Jessie nodded her understanding as Melanie shook her head disapprovingly at her and placed her phone back into her pocket. The two scurried back inside, and Jessie stopped by the back room to collect her things. After removing her apron off, she slipped her cardigan on over her uniform. She began to shove her apron into her bag, and that's when she noticed the assignment she'd spent the previous night slaving away over.
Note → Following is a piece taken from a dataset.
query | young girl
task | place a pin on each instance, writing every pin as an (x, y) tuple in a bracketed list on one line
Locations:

“Shit,” she said under her breath, scolding herself for sleeping through her bus ride into school. She'd worked so hard on it this paper, but since it would be handed in late there would be an automatic decrease in her grade. Any more delays and she was likely to receive a failing grade that would tarnish her otherwise fantastic performance.
Wearily, she got onto the bus and sat through the hour-long journey to her college. The ride gave her plenty of time to reflect on the bizarre events of the day, and she had a plethora of questions she wanted answers to. On the ride back home, she fell asleep on the bus but was lucky enough to wake in time to get off near her apartment building.